February 2024
tl;dr: LLM-based e2e driver to predict future action and vision autoregressively.
The paper proposed an interesting problem of jointly rolling out action and vision, based on past action-vision pairs. In a way it performs e2e planning by directly predicting control signals (steer angles and ego speed), like TCP and Transfuser, directly predicting planning resutls without constructing any scenre representation (at least not explicitly).
The good thing about this paper is that it jointly predicts action and video. In contrast, GAIA-1 only generates future videos but ignores control signal prediction. DriveDreamer conditions the future video generation heavily on prior information such as structured/vectorized perception results. This is taken one step further by Panacea.
The author claim that the paper creates “infinite driving”. However the prediction is in a piecewise fashion, predicting action with a world model initialized by a pretrained VLM, and then using VDM (vision difusion model) with the predicted action. The two pieces are trained separately without joint finetuning.
Another less clean design of the paper is the use of the language is a bit too heavy.

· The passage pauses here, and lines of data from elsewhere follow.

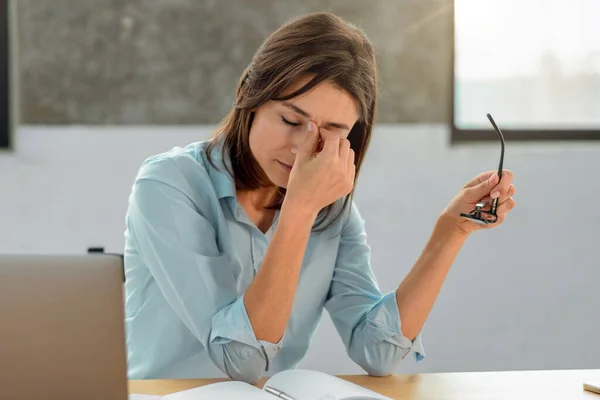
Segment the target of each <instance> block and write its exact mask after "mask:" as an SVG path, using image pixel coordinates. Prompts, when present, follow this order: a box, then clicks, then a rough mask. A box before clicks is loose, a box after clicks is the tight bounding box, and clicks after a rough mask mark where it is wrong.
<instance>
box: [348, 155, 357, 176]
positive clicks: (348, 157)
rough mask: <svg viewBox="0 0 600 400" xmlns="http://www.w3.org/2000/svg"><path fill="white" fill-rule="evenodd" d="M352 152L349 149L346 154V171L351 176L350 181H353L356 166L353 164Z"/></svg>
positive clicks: (354, 164) (355, 173) (355, 170)
mask: <svg viewBox="0 0 600 400" xmlns="http://www.w3.org/2000/svg"><path fill="white" fill-rule="evenodd" d="M354 157H355V156H354V150H352V149H350V151H349V152H348V171H350V173H351V174H352V181H354V176H355V175H356V164H354Z"/></svg>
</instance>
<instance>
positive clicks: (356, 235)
mask: <svg viewBox="0 0 600 400" xmlns="http://www.w3.org/2000/svg"><path fill="white" fill-rule="evenodd" d="M349 211H350V214H349V215H345V217H346V218H347V220H346V221H345V225H344V227H343V229H342V232H341V238H340V245H339V251H338V257H337V261H336V266H335V269H334V274H333V279H332V282H331V286H330V289H329V293H328V297H327V300H326V303H325V307H326V309H327V311H328V312H329V314H330V316H331V319H332V321H333V323H334V325H335V327H336V329H337V331H338V333H339V334H340V336H341V338H342V341H343V342H344V345H345V347H346V351H347V352H348V355H349V356H350V358H351V359H352V360H353V361H354V362H356V363H357V364H358V365H359V366H361V367H362V368H363V369H364V370H365V371H366V372H367V373H369V374H370V375H376V376H384V375H389V374H390V373H393V372H394V369H395V368H396V366H397V365H398V363H399V362H400V361H401V360H403V359H405V358H406V357H407V356H408V355H409V354H414V356H415V360H416V361H417V362H418V361H421V360H422V359H423V358H424V357H425V351H424V349H423V344H422V339H421V332H419V334H418V335H417V336H416V337H415V339H414V340H412V341H411V340H409V339H408V338H407V337H406V336H404V335H403V334H402V329H401V326H402V323H401V320H400V313H399V311H398V304H397V303H396V295H395V291H392V292H390V293H387V294H385V295H384V294H382V293H381V291H380V290H379V287H378V284H377V281H376V279H375V276H374V274H373V271H372V269H371V266H370V257H371V254H370V247H369V245H368V244H367V235H366V232H365V229H364V220H363V219H362V218H361V216H360V214H359V212H358V209H357V208H356V205H355V204H354V203H351V209H350V210H349Z"/></svg>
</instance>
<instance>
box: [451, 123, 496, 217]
mask: <svg viewBox="0 0 600 400" xmlns="http://www.w3.org/2000/svg"><path fill="white" fill-rule="evenodd" d="M487 117H488V119H489V120H490V122H491V123H492V126H493V127H494V130H495V131H496V133H497V134H498V136H499V137H500V142H501V144H502V150H501V151H500V164H499V165H498V178H499V179H498V182H500V179H502V164H503V163H504V136H503V135H502V131H501V130H500V128H498V125H496V122H495V121H494V118H492V116H491V115H490V114H488V115H487ZM487 204H488V203H487V202H482V203H477V204H476V205H475V208H474V209H473V210H472V211H471V212H470V213H468V214H467V213H461V214H460V216H461V217H464V218H468V219H470V220H471V221H473V222H475V223H478V224H482V225H487V224H493V223H495V222H496V221H498V214H496V211H497V209H498V198H495V199H493V200H492V204H491V206H490V208H489V209H487V210H484V209H483V208H484V207H486V206H487Z"/></svg>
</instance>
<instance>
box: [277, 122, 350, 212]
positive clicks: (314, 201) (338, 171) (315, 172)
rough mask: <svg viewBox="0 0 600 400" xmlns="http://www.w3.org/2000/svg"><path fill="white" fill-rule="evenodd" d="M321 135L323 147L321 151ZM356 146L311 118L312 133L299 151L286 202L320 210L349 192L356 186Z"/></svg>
mask: <svg viewBox="0 0 600 400" xmlns="http://www.w3.org/2000/svg"><path fill="white" fill-rule="evenodd" d="M319 139H322V140H323V148H322V150H320V151H318V149H317V147H318V144H319ZM354 176H355V166H354V150H352V149H351V148H350V141H349V140H348V139H344V138H341V137H340V135H339V133H335V132H328V131H320V130H319V128H318V127H317V125H316V124H315V123H314V122H313V121H310V122H309V128H308V134H307V135H306V137H305V140H304V143H302V145H301V146H300V148H299V149H298V151H297V154H296V160H295V162H294V166H293V167H292V170H291V171H290V178H289V180H288V186H287V191H286V196H285V201H284V202H286V203H288V204H289V203H293V204H294V205H295V207H303V208H306V211H308V212H310V213H314V214H316V213H318V212H319V211H320V210H321V209H322V208H324V207H326V206H328V205H330V204H332V203H334V202H335V201H336V200H338V199H340V198H341V197H343V196H346V195H347V194H349V193H350V192H351V191H352V189H353V187H354Z"/></svg>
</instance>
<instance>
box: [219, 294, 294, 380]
mask: <svg viewBox="0 0 600 400" xmlns="http://www.w3.org/2000/svg"><path fill="white" fill-rule="evenodd" d="M284 338H285V333H284V334H283V336H282V337H281V339H280V340H279V342H277V343H271V342H268V341H266V340H257V339H256V336H255V335H254V330H253V329H252V324H250V319H249V318H248V313H247V312H246V307H245V305H244V295H242V296H240V297H239V298H238V299H237V300H236V301H235V302H233V303H232V304H230V305H228V306H227V307H225V308H223V309H222V310H220V311H219V312H218V313H216V314H215V315H214V316H213V318H212V330H211V333H210V342H211V343H213V344H221V345H226V344H228V343H230V342H232V341H235V342H238V343H241V344H245V345H247V346H243V347H242V348H241V349H240V351H239V354H240V356H241V357H242V358H250V357H252V356H253V355H254V354H256V352H255V351H254V350H253V349H257V350H259V351H260V353H261V354H262V355H263V357H264V358H265V361H266V368H265V370H266V371H268V370H269V365H270V364H271V361H272V360H273V358H275V356H276V355H277V353H278V352H279V350H281V346H282V343H283V339H284Z"/></svg>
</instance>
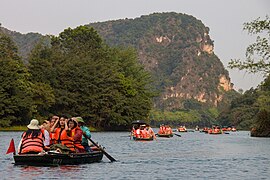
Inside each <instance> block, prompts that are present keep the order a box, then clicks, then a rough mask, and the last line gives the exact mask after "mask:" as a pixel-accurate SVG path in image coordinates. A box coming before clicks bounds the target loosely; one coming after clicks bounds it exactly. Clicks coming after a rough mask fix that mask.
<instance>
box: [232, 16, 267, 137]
mask: <svg viewBox="0 0 270 180" xmlns="http://www.w3.org/2000/svg"><path fill="white" fill-rule="evenodd" d="M244 30H247V31H248V32H249V33H250V34H259V33H260V35H259V36H257V39H256V42H255V43H253V44H251V45H249V46H248V48H247V50H246V60H245V61H244V62H242V61H240V60H231V62H230V63H229V67H230V68H238V69H240V70H246V71H248V72H251V73H258V72H260V73H263V74H264V76H265V77H266V79H265V80H264V82H263V83H262V84H261V85H260V86H259V87H258V88H257V89H256V90H255V92H254V93H253V94H251V96H249V97H250V98H243V100H244V101H242V103H243V102H245V104H246V105H248V106H245V107H241V108H240V110H239V111H238V110H237V109H238V108H237V107H233V106H238V105H239V102H236V103H233V102H232V108H233V109H232V112H233V113H232V114H234V115H237V114H239V115H237V117H236V116H235V117H232V119H233V120H234V121H235V123H237V124H240V122H239V117H241V118H244V119H246V120H243V122H244V123H245V124H249V125H251V124H252V126H253V129H252V132H251V135H252V136H270V126H269V122H270V116H269V114H270V110H269V109H270V105H269V99H270V96H269V89H270V86H269V77H270V61H269V58H270V44H269V43H270V42H269V41H270V19H269V17H268V16H266V18H265V19H264V20H260V18H257V19H256V20H254V21H252V22H250V23H245V24H244ZM246 94H247V93H245V94H244V96H243V97H245V95H246ZM254 95H255V96H254ZM234 112H238V113H234ZM247 122H248V123H247Z"/></svg>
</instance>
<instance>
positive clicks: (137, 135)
mask: <svg viewBox="0 0 270 180" xmlns="http://www.w3.org/2000/svg"><path fill="white" fill-rule="evenodd" d="M148 127H149V125H148V124H146V122H144V121H142V120H136V121H133V122H132V130H131V138H132V139H133V140H135V141H152V140H153V139H154V136H155V133H154V132H153V131H152V130H151V128H148ZM150 131H151V132H150Z"/></svg>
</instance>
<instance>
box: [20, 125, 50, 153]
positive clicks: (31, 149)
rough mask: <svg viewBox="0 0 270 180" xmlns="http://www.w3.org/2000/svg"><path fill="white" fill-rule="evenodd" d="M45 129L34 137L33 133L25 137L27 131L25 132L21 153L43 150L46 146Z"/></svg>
mask: <svg viewBox="0 0 270 180" xmlns="http://www.w3.org/2000/svg"><path fill="white" fill-rule="evenodd" d="M43 132H44V131H42V130H41V133H40V134H39V135H38V136H37V137H35V138H32V136H31V135H32V134H30V135H28V136H27V137H24V136H25V134H26V132H24V133H23V135H22V137H23V139H22V143H21V147H20V152H19V154H24V153H28V152H37V153H39V152H41V151H42V150H43V148H44V139H45V137H44V133H43Z"/></svg>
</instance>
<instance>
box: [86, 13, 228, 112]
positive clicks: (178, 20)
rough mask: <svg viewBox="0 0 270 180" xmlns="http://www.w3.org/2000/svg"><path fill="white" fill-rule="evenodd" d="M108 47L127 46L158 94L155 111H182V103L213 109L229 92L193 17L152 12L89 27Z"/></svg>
mask: <svg viewBox="0 0 270 180" xmlns="http://www.w3.org/2000/svg"><path fill="white" fill-rule="evenodd" d="M89 26H92V27H94V28H95V29H96V30H97V31H98V32H99V33H100V35H101V36H102V37H103V38H104V39H105V41H106V42H107V43H108V44H110V45H112V46H115V45H116V46H123V47H127V46H132V47H134V48H136V49H137V52H138V54H139V60H140V62H141V63H142V64H143V65H144V67H145V68H146V69H147V70H149V71H150V72H151V73H152V75H153V77H154V80H155V86H156V87H157V89H159V90H161V92H162V95H161V96H160V97H159V98H158V99H157V100H156V102H155V105H156V107H157V108H158V109H165V110H175V109H182V108H184V104H185V101H186V100H190V99H194V100H195V101H198V102H202V104H208V105H210V106H218V104H219V102H221V101H222V99H223V98H224V93H226V92H228V91H230V90H232V88H233V87H232V85H231V82H230V78H229V75H228V72H227V70H225V68H224V66H223V64H222V63H221V61H220V59H219V58H218V57H217V56H216V55H215V53H214V43H213V41H212V40H211V39H210V37H209V28H208V27H206V26H205V25H204V24H203V23H202V22H201V21H200V20H198V19H196V18H195V17H193V16H190V15H186V14H179V13H154V14H151V15H146V16H141V17H139V18H135V19H122V20H116V21H107V22H98V23H91V24H89Z"/></svg>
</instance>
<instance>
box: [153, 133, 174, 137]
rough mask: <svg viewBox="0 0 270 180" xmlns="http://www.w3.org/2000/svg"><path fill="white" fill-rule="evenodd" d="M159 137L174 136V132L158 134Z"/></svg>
mask: <svg viewBox="0 0 270 180" xmlns="http://www.w3.org/2000/svg"><path fill="white" fill-rule="evenodd" d="M157 136H158V137H166V138H170V137H173V134H159V133H158V134H157Z"/></svg>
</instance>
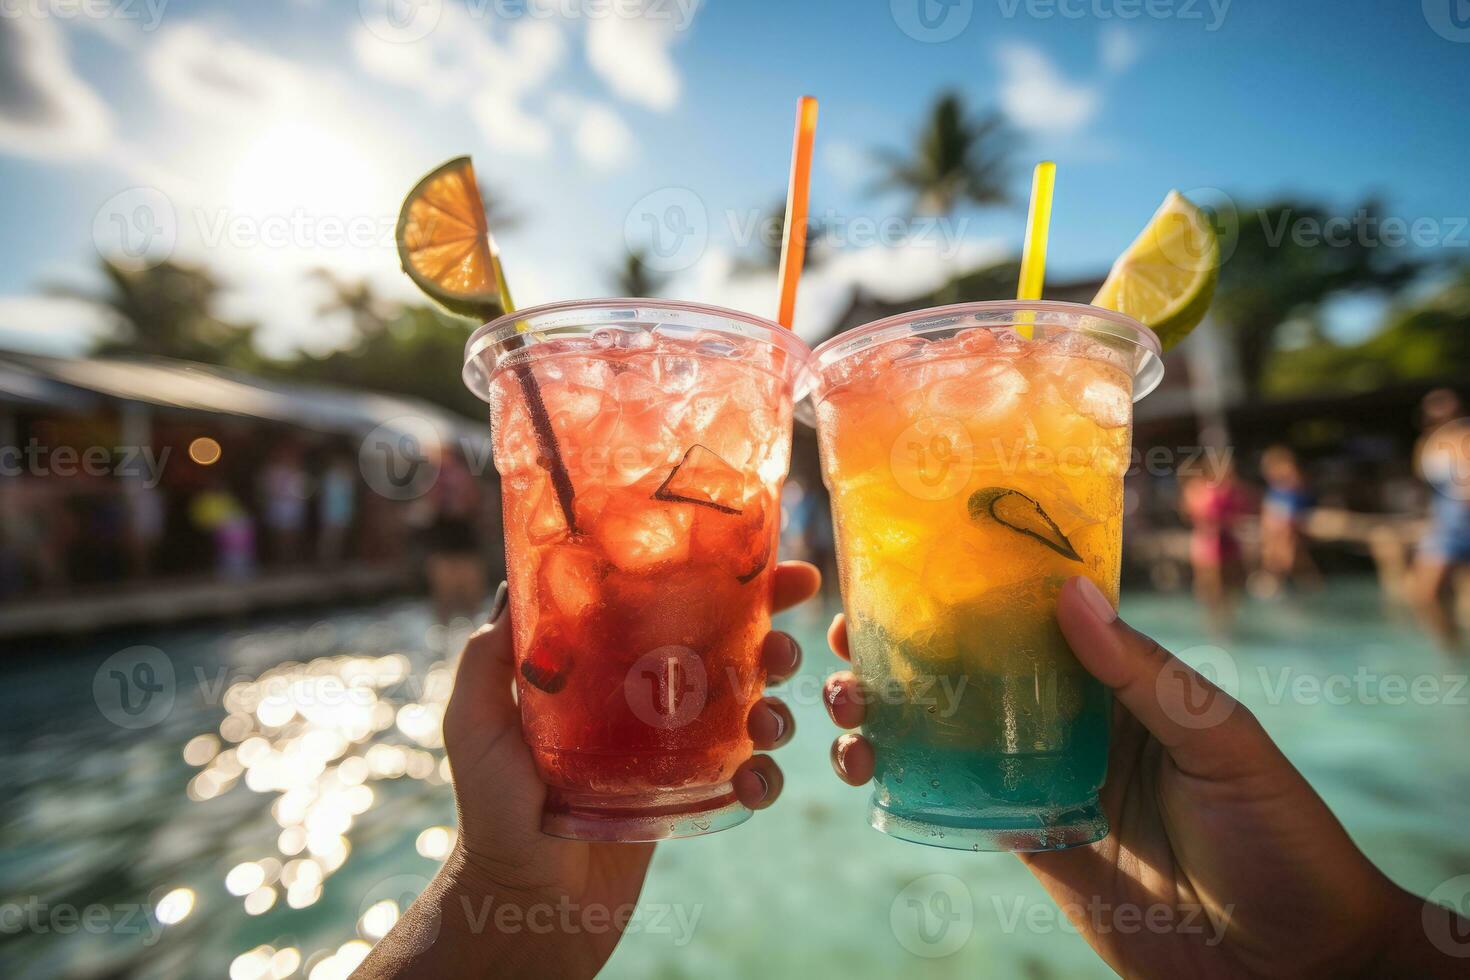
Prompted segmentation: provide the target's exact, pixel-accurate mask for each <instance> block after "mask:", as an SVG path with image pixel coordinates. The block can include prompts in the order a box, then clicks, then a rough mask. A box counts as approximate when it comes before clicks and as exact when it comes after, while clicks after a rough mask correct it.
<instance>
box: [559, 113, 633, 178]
mask: <svg viewBox="0 0 1470 980" xmlns="http://www.w3.org/2000/svg"><path fill="white" fill-rule="evenodd" d="M551 112H553V113H554V115H556V116H557V118H559V119H560V120H563V122H564V123H566V126H567V129H569V131H570V132H572V145H573V147H575V148H576V154H578V156H579V157H581V159H582V160H584V162H585V163H587V165H588V166H591V167H594V169H597V170H610V169H613V167H617V166H620V165H623V163H626V162H628V160H629V157H632V154H634V134H632V129H629V128H628V123H625V122H623V119H622V116H619V115H617V113H616V112H613V110H612V109H610V107H609V106H604V104H603V103H595V101H588V100H584V98H575V97H572V96H556V97H553V100H551Z"/></svg>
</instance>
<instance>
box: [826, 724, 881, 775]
mask: <svg viewBox="0 0 1470 980" xmlns="http://www.w3.org/2000/svg"><path fill="white" fill-rule="evenodd" d="M832 771H835V773H836V777H838V779H841V780H842V782H844V783H847V785H848V786H861V785H863V783H866V782H867V780H870V779H872V777H873V746H872V743H869V741H867V739H864V738H863V736H861V735H853V733H848V735H839V736H836V741H835V742H832Z"/></svg>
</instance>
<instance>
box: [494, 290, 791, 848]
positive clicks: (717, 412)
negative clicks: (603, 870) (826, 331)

There are a lot of tricks to convert the control signals to text (such as converting float to integers, and controlling num of digits), especially downgrading precise numbers to quantitative descriptions. This is not aligned with the goal of precise AD.
The biggest drawback of this paper, as I see it, is the action conditioning of the VDM. The VDM is NOT conditioned on precise quantitative action parameters but rather relied on qualitative text description. The lack of finegrained controllability makes it less powerful to act as a neural simulator. –> This needs to be improved, and qualitative metrics should be established to ensure geometric consistencies of the actions.